Vocabulary: il lôf (wolf), scuartâ (to dismember, to rip apart), a buinore (in the morning), fâ fûr (to kill), cjapâ (to take), sore sere (in the evening), dividi (to divide), puartâ vie (to take away, to make away with), formâ (to form), la tribù (tribe), dodis (twelve), in dut (in all, altogether), ve ce che (this is what), (to say), il pari (father), benedî (to bless), ognidun (each one), une benedizion a part (a blessing of his own), dâ un ordin (to give an instruction), stâ par (to be about to), dâsi dongje de sô int (to gather oneself unto one’s people), soterâ (to bury), dongje di (alongside), i vons (forefathers), il landri (cave), il cjamp (field), un itit (Hittite), in face di (before, facing), la tiere (land), comprâ (to buy, to acquire), il tombâl di famee (family grave), sapulî (to bury; also sepulî), la femine (wife), ad ôr di (next to, alongside), il fi (son), dopo di (after), dâ une racomandazion (to give an admonition), ritirâ (to pull back), il pît (foot), il jet (bed), spirâ (to breathe one’s last).

Verse 27: Beniamin al è un lôf che al scuarte: Benjamin is a wolf that rips apart. A buinore al fâs fûr ce che al à cjapât: in the morning he kills what he has caught (taken). Fin sore sere al divît ce che al à puartât vie: in the evening he divides what he has made away with.

Verse 28: Ducj chescj a formin lis tribûs d’Israel (all these form the tribes of Israel); dodis in dut (twelve in all), e ve ce che ur à dit lôr pari (and this is what their father said to them). Ju à benedîts: a ognidun i à dade une benedizion a part: he blessed them: to each he gave a blessing of his own.

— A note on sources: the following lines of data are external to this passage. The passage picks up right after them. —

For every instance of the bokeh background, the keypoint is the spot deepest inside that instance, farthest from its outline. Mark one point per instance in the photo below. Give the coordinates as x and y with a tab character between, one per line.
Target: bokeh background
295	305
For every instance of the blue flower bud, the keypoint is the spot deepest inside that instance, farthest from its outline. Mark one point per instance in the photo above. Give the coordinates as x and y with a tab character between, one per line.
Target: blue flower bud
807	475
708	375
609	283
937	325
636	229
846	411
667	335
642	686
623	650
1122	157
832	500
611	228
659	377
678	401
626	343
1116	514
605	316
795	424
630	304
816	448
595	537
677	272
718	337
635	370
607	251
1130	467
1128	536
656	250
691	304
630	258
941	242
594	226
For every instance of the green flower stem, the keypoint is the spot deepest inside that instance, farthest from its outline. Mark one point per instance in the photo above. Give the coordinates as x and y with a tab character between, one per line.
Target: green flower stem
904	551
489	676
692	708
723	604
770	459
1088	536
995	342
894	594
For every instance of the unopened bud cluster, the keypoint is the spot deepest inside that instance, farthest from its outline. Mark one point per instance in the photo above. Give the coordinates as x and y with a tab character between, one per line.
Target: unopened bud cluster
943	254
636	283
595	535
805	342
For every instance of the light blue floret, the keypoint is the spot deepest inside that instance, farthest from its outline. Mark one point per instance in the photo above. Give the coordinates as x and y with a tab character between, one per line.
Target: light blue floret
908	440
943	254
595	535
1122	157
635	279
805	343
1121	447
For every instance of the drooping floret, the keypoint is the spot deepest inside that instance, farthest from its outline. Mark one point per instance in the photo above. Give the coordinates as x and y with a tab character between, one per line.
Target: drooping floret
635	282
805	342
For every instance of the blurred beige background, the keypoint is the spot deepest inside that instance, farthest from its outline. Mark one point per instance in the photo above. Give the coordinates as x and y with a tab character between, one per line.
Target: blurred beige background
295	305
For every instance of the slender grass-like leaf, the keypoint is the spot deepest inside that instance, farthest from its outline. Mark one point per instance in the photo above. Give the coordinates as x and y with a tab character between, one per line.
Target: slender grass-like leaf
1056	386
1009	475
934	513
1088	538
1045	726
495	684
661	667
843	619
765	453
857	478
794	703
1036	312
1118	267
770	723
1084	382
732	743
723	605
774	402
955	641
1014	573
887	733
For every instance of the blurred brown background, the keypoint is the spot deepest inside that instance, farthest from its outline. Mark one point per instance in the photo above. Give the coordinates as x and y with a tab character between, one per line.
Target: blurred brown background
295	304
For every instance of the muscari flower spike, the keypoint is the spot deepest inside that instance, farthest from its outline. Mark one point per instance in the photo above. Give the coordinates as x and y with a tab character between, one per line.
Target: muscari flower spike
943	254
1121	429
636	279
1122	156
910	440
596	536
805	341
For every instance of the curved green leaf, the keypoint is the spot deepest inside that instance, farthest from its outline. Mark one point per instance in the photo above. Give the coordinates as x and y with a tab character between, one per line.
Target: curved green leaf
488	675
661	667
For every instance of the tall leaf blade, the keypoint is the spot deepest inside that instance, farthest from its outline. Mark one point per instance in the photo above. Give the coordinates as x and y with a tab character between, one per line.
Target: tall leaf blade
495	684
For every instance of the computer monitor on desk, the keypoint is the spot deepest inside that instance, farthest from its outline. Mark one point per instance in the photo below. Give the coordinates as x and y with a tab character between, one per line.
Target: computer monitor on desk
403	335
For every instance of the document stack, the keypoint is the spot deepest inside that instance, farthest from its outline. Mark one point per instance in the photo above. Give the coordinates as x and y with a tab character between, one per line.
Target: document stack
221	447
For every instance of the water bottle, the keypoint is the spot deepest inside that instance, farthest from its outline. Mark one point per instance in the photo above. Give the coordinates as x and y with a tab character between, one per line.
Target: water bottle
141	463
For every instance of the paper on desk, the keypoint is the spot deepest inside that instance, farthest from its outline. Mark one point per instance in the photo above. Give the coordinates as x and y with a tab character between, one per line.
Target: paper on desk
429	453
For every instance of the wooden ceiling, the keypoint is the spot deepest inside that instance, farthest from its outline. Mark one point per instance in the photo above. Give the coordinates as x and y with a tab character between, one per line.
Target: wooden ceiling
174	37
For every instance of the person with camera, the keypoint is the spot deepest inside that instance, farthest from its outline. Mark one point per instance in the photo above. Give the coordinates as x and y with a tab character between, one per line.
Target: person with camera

Verse 29: Po ur dè chest ordin: then he gave them this instruction. Jo o stoi par dâmi dongje de mê int: I am about to gather myself unto my people. Soteraitmi dongje dai miei vons, tal landri che al è tal cjamp di Efron, l’itit: bury me alongside my forefathers, in the cave which is in the field of Ephron the Hittite.

Verse 30: Tal landri dal cjamp di Macpele (in the cave of the field of Machpelah), in face di Mamre (facing Mamre), te tiere di Canaan (in the land of Canaan), che Abram lu à comprât di Efron l’itit come tombâl di famee (which Abraham bought from Ephron the Hittite as a family grave).

Verse 31: Li a forin sapulîts Abram e la sô femine Sare (there Abraham and his wife Sarah were buried), li a forin sapulîts Isac e la sô femine Rebeche (there Isaac and his wife Rebekah were buried), li jo o ai sapulide Lie (there I buried Leah).

Verse 32: Il cjamp e il landri ad ôr dal cjamp a son stâts comprâts dai fîs di It: the field and the cave alongside the field were bought from the sons of Heth.

Verse 33: Dopo di vêur dadis lis ultimis racomandazions ai siei fîs: after having given his sons the final admonitions. Observe: (to give); vê dât (to have given); dopo di vê dât (after having given); dopo di vêur dât (after having given to them). Jacop al ritirà i pîts sul jet: Jacob pulled back his feet on the bed. Al spirà: he breathed his last. Al tornà a dâsi dongje de sô int: he gathered himself back unto his people.